Langkah kuayun menuju lemari, lalu meraih pakaian, dan masuk ke kamar mandi. Aku menarik napas dalam dan mengeluarkannya perlahan. Setelah cukup tenang dan merasa rapi, aku keluar dari kamar mandi.

“Apa aku mengganggumu?”

Aku terkesiap ketika mendengar pertanyaan Jordan. Dia sudah ada di kamar ini.

Senyum tipis kusungging, lalu menggeleng lemah.

“Bagaimana keadaanmu?” tanya Jordan.

“Aku baik-baik saja,” balasku sekenanya.

“Atas nama Damian, aku meminta maaf,” ucapnya tulus.

Seharusnya bukan Jordan yang meminta maaf, tapi Damian yang harusnya meminta maaf padaku.

“Aku pastikan kejadian semalam tidak akan terulang lagi.” Jordan berjanji.

Tubuh kudaratkan di tepi ranjang. Aku menundukan kepala di depan Jordan. Entah kalimat apa yang harus kuucapkan untuk membalas perkataannya. Aku masih merasa malu dengan kejadian semalam.

“Aku tahu kamu masih merasa malu karena kejadian semalam. Kamu tak perlu khawatir. Kejadian semalam hanya aku, kamu, dan Ira saja yang tahu. Damian belum tahu. Aku rasa dia lupa karena semalam terpengaruh alkohol.”

Aku masih diam tanpa ingin membalasnya.

“Aku sudah tak tahu harus berbuat apa untuk mengingatkannya. kami memang sedarah, tapi berbeda ibu. Ibu kita sama-sama orang Indonesia. Papaku asli orang Turki. Dia dibesarkan oleh ibunya, sedangkan aku dibesarkan oleh saudara Papa di Turki. Sejak Papa meninggal, aku mulai mencari keberadaan Damian. Ternyata dia ada di sini. Dia menjalankan bisnis dari Papa. Bisnis yang dia jalani di ambang kebangkrutan. Aku pun berusaha membuat bisnis itu kembali bangkit. Dan perlu kamu tahu. Kakiku seperti ini karena dia.”

Kepalaku terangkat untuk menatapnya. Tatapan kami bertemu.

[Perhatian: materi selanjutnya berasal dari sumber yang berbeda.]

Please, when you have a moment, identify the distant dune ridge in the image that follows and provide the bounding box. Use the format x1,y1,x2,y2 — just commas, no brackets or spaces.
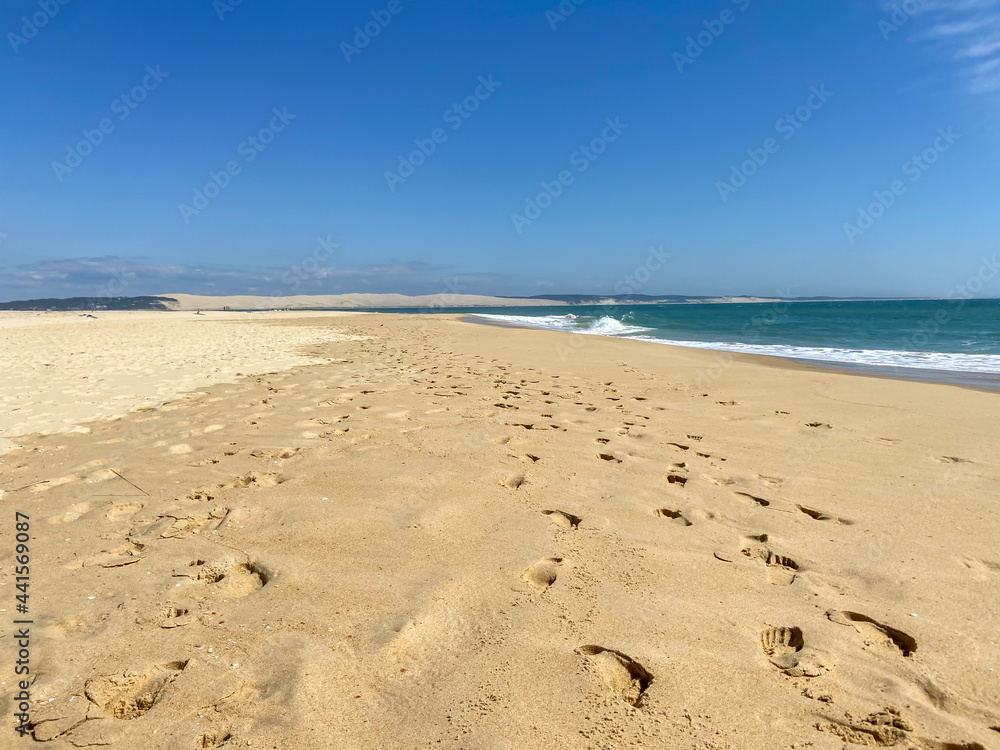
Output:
164,294,565,310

“Dia sering terlibat balap mobil di Ausie. Suka minum alkohol. Sering berkelahi dengan temannya masalah perempuan. Masalah dalam hidupnya tak pernah habis. Dia putus dengan kekasihnya tanpa sebab yang pasti. Kejadian yang membuatku seperti ini adalah mengenai Damian berjudi. Dia berhutang pada bandar judi dan tak bisa mengembalikannya. Damian dikejar oleh anak buah dari beberapa bandar judi. Karena Damian tidak bisa membayar, pada akhirnya mereka menghajar Damian. Aku datang untuk membantunya. Naas. Aku harus terkena pukulan benda keras di bagian kedua kakiku. Singkat cerita seperti itu. Sejak kejadian itu, dia mau menurutiku jika ingin masih hidup.”

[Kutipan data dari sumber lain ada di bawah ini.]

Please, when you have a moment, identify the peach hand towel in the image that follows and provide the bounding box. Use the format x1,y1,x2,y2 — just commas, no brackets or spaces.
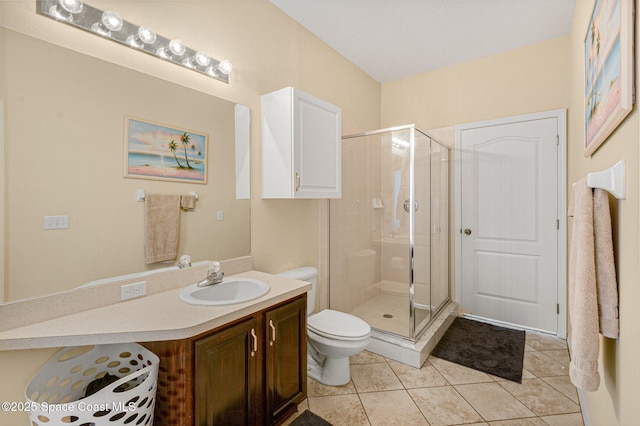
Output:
569,179,600,391
144,194,180,263
180,195,196,210
593,189,619,339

Mereka saudara tiri? Tapi Jordan peduli pada Damian. Dari cerita Jordan, aku mulai bisa mengambil kesimpulan. Damian keras kepala, sombong, dan angkuh.

“Sekali lagi, aku meminta maaf atas nama Damian. Semoga kamu masih mau tinggal di sini demi Dania dan untuk membantuku.”

Egoiskah aku jika meninggalkan Jordan sedangkan dia masih membutuhkan bantuanku.

“Oh, iya. Nanti sore Dania ada kelas renang. Siang ini aku yang akan menjemputnya. Aku akan mengajaknya ke kantor untuk sementara sampai kamu merasa tenang. Aku tak ingin Dania mengganggu ketenanganmu untuk saat ini. Setelah dari kantor, aku akan langsung mengantar Dania ke tempat renang.”

“Aku akan ikut denganmu. Dia pasti akan mencariku. Aku sudah janji akan menjemputnya.”

“Kamu yakin sudah baik-baik saja?”

Senyum kusungging, lalu mengangguk lemah.

“Baiklah. Aku tunggu di luar.” Jordan berlalu dari kamarku.
Aku bergegas menuju lemari, meraih pakaian untuk pergi, dan bergegas mengenakan pakaian itu dengan cepat agar Jordan tidak menunggu lama. Langkah kuayun untuk keluar dari kamar setelah merasa semuanya rapi. Jordan sudah menungguku di halaman rumah.

“Aku sudah siap,” kataku ketika tiba di dekat Jordan.

Perhatianku teralih saat melihat Damian keluar dari rumah, lalu menghampiri mobilnya, dan melajukannya meninggalkan halaman rumah ini. Dia bahkan tak menatap atau menyapa kami. Apa dia mengingat kejadian semalam?

“Ayo, Sabrina.”

Tanpa ingin berpikir panjang, aku pun masuk ke dalam mobil. Alex melajukan mobil menuju sekolah Dania.